Helcystogramma craticula

Scientific classification
- Kingdom: Animalia
- Phylum: Arthropoda
- Class: Insecta
- Order: Lepidoptera
- Family: Gelechiidae
- Genus: Helcystogramma
- Species: H. craticula
- Binomial name: Helcystogramma craticula (Meyrick, 1921)
- Synonyms: Brachmia craticula Meyrick, 1921; Onebala craticula Meyrick, 1921;

= Helcystogramma craticula =

- Authority: (Meyrick, 1921)
- Synonyms: Brachmia craticula Meyrick, 1921, Onebala craticula Meyrick, 1921

Species of moth

Helcystogramma craticula is a moth in the family Gelechiidae. It was described by Edward Meyrick in 1921. It is found in Mozambique.

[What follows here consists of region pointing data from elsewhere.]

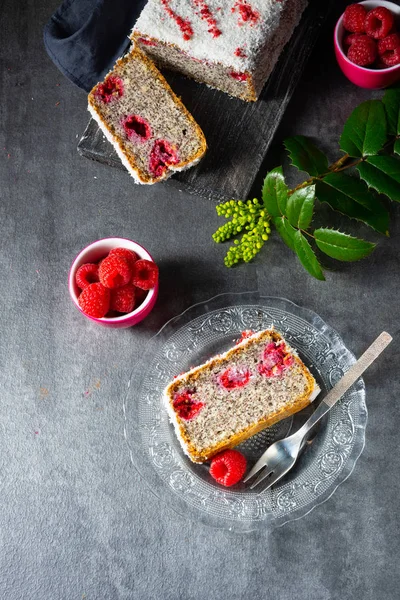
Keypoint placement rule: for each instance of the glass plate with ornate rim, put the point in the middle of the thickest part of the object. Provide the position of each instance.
(191, 338)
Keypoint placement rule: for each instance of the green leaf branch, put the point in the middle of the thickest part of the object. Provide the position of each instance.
(369, 165)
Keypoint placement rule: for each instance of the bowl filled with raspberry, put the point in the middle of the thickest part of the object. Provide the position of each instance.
(114, 282)
(367, 43)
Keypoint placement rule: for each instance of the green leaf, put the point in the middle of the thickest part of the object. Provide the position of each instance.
(391, 102)
(285, 230)
(342, 246)
(300, 205)
(383, 174)
(305, 156)
(274, 193)
(364, 132)
(307, 256)
(351, 197)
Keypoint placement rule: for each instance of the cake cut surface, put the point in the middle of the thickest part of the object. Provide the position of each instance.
(151, 130)
(232, 45)
(235, 395)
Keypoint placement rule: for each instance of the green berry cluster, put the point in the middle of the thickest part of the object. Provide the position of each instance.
(249, 217)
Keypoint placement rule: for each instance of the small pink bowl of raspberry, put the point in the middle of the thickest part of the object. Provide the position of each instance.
(104, 279)
(368, 33)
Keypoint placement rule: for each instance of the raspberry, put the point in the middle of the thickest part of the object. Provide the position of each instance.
(245, 334)
(112, 89)
(185, 406)
(390, 59)
(378, 22)
(234, 377)
(363, 51)
(87, 274)
(129, 255)
(114, 272)
(140, 295)
(275, 360)
(228, 467)
(389, 49)
(349, 39)
(354, 18)
(95, 300)
(145, 274)
(123, 298)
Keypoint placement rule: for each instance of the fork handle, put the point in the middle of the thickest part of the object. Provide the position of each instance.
(350, 377)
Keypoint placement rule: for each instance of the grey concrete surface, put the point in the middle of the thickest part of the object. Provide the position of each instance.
(76, 521)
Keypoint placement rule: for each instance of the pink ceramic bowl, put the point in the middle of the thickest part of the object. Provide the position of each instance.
(92, 254)
(367, 78)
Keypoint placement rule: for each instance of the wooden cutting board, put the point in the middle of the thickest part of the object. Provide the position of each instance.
(238, 133)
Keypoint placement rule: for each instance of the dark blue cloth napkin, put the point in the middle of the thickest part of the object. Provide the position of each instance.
(84, 38)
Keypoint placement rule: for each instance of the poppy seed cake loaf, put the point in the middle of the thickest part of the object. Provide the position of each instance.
(235, 395)
(152, 132)
(231, 45)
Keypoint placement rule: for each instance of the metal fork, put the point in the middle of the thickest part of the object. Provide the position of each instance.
(280, 457)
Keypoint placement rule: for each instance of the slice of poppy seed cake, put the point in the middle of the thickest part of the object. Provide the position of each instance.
(235, 395)
(152, 132)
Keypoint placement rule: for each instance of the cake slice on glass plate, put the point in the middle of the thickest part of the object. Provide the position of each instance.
(236, 394)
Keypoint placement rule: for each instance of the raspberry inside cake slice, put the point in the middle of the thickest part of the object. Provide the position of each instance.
(235, 395)
(231, 45)
(151, 130)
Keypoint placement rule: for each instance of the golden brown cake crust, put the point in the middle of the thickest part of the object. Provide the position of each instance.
(141, 175)
(200, 456)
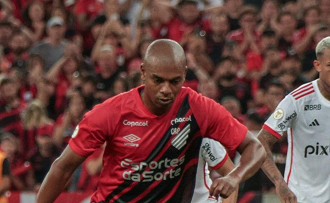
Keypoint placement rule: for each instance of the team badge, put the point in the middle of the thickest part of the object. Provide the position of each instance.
(278, 114)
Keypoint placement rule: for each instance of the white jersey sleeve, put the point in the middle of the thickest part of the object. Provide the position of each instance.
(282, 118)
(213, 153)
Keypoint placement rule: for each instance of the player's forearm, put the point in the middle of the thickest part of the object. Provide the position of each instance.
(269, 166)
(252, 157)
(272, 172)
(53, 184)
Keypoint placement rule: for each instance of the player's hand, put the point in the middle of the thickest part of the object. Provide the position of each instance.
(223, 186)
(285, 194)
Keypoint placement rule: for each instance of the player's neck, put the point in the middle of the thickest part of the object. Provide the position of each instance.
(324, 89)
(148, 104)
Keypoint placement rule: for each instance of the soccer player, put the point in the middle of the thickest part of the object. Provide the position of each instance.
(153, 134)
(304, 115)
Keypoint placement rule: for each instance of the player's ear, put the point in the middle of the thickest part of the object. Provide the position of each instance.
(317, 65)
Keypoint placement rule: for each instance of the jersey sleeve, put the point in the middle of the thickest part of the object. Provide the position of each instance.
(96, 127)
(281, 119)
(213, 153)
(217, 123)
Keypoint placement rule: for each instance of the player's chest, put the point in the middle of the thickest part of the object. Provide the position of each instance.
(314, 120)
(140, 136)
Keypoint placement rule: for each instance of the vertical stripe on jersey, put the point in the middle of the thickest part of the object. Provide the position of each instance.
(164, 187)
(291, 153)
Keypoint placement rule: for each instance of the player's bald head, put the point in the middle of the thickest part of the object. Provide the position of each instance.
(165, 51)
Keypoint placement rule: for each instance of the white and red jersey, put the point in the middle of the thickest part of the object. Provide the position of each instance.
(151, 158)
(212, 154)
(305, 115)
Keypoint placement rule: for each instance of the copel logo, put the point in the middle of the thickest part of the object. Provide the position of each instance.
(320, 150)
(135, 123)
(132, 138)
(180, 120)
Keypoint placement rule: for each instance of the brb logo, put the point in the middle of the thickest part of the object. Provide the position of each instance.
(318, 150)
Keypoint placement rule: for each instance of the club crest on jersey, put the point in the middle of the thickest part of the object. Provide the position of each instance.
(75, 132)
(132, 139)
(278, 114)
(180, 140)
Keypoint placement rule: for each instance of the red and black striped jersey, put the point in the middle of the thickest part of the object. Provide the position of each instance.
(151, 158)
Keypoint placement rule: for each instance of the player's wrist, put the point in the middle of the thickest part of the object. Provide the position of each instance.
(279, 182)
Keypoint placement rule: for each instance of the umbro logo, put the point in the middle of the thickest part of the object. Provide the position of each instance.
(181, 139)
(132, 138)
(314, 123)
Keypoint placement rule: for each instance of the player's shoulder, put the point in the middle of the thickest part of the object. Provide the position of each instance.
(303, 92)
(115, 103)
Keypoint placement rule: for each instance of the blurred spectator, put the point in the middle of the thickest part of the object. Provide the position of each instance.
(35, 122)
(18, 47)
(85, 11)
(120, 85)
(18, 166)
(188, 20)
(287, 24)
(66, 123)
(268, 15)
(303, 38)
(195, 73)
(51, 49)
(209, 89)
(10, 107)
(135, 63)
(216, 38)
(46, 96)
(34, 18)
(196, 46)
(32, 73)
(309, 56)
(233, 9)
(324, 6)
(6, 30)
(274, 92)
(247, 37)
(88, 89)
(113, 33)
(291, 76)
(108, 71)
(5, 176)
(228, 83)
(41, 158)
(271, 66)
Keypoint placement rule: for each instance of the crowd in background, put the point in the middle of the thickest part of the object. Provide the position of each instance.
(59, 58)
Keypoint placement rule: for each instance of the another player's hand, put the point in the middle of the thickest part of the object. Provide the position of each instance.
(223, 186)
(285, 194)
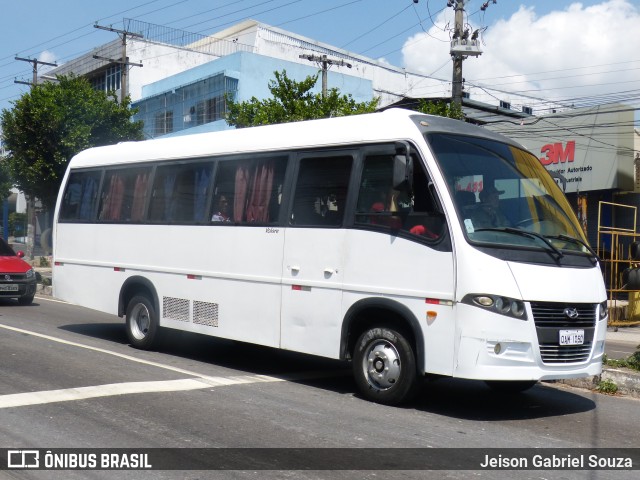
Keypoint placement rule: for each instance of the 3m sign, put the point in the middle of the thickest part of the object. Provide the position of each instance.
(555, 153)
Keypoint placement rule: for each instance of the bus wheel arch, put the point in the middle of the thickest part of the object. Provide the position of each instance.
(138, 303)
(385, 344)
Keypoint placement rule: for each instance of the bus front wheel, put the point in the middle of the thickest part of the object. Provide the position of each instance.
(142, 323)
(384, 366)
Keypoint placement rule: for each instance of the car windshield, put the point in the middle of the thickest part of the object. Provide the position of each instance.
(504, 196)
(5, 249)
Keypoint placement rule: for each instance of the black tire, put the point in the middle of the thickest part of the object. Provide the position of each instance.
(384, 366)
(27, 300)
(142, 323)
(510, 386)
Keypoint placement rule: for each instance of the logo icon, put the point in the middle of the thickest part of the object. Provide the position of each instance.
(571, 312)
(23, 459)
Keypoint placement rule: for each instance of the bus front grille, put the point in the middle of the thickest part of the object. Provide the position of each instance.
(550, 318)
(565, 353)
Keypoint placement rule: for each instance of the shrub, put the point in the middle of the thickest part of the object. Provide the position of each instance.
(607, 387)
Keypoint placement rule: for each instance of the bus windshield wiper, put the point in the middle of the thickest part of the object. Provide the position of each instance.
(576, 241)
(526, 233)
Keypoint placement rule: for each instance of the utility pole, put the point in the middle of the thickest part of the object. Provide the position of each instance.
(463, 44)
(34, 62)
(31, 202)
(456, 83)
(325, 63)
(123, 61)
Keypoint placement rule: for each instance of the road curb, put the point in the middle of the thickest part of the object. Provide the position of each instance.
(627, 381)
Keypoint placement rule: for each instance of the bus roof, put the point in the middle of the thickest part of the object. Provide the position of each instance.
(388, 125)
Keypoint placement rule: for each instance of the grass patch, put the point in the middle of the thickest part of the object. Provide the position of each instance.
(632, 361)
(607, 387)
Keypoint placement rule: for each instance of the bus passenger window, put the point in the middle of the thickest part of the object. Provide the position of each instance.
(123, 195)
(382, 207)
(248, 191)
(321, 191)
(180, 193)
(81, 196)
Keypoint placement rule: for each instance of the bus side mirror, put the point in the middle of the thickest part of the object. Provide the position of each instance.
(403, 168)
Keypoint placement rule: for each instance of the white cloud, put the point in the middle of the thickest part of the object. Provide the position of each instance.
(555, 55)
(49, 57)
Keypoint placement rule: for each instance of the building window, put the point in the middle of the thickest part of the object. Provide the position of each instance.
(108, 80)
(163, 122)
(195, 104)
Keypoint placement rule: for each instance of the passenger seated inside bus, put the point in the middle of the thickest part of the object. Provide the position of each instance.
(488, 213)
(221, 210)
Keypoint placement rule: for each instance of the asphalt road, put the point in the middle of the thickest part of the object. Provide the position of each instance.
(70, 380)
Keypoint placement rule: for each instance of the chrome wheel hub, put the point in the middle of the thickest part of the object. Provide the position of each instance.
(382, 365)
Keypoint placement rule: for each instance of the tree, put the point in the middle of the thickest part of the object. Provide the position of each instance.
(441, 108)
(292, 102)
(5, 181)
(53, 122)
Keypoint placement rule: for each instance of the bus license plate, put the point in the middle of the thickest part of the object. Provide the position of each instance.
(571, 337)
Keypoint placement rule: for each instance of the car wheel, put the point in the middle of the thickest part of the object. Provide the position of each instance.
(384, 366)
(142, 323)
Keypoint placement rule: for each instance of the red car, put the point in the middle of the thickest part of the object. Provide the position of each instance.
(17, 278)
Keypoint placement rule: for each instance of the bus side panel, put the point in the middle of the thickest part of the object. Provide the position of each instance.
(209, 279)
(312, 279)
(383, 265)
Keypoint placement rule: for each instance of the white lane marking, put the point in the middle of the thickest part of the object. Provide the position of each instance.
(128, 388)
(102, 350)
(79, 393)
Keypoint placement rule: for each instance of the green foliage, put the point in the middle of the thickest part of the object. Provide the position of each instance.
(607, 387)
(53, 122)
(292, 102)
(5, 180)
(632, 361)
(441, 108)
(17, 224)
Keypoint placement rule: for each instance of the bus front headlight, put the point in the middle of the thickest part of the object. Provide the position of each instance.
(510, 307)
(603, 310)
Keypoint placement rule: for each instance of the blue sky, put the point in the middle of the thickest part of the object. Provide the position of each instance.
(577, 51)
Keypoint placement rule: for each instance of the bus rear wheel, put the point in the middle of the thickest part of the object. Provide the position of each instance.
(384, 366)
(142, 323)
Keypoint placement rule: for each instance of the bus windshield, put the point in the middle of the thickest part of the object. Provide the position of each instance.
(505, 197)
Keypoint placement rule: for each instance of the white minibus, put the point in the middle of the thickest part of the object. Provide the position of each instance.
(407, 244)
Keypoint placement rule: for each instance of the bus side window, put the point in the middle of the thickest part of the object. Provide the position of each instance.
(123, 195)
(248, 191)
(321, 191)
(81, 196)
(382, 207)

The wingspan is about 10 mm. The forewings are ochreous whitish irregularly streaked longitudinally with brown suffusion and dark fuscous sprinkles, and with a stronger blackish streak along the fold. There are short very oblique dark fuscous streaks from the costa at the base and before and beyond one-fourth. The plical stigma is represented by a segment of blackish, the plical streak cut off by white marks, the discal stigmata by a dark fuscous streak with the anterior extremity cut off by white, and posterior nearly encircled by a white ring. There is a fine whitish very oblique striga from the costa at three-fourths and some minute white dots round the posterior part of the costa and termen. The termen is blackish between these. The hindwings are light slaty grey.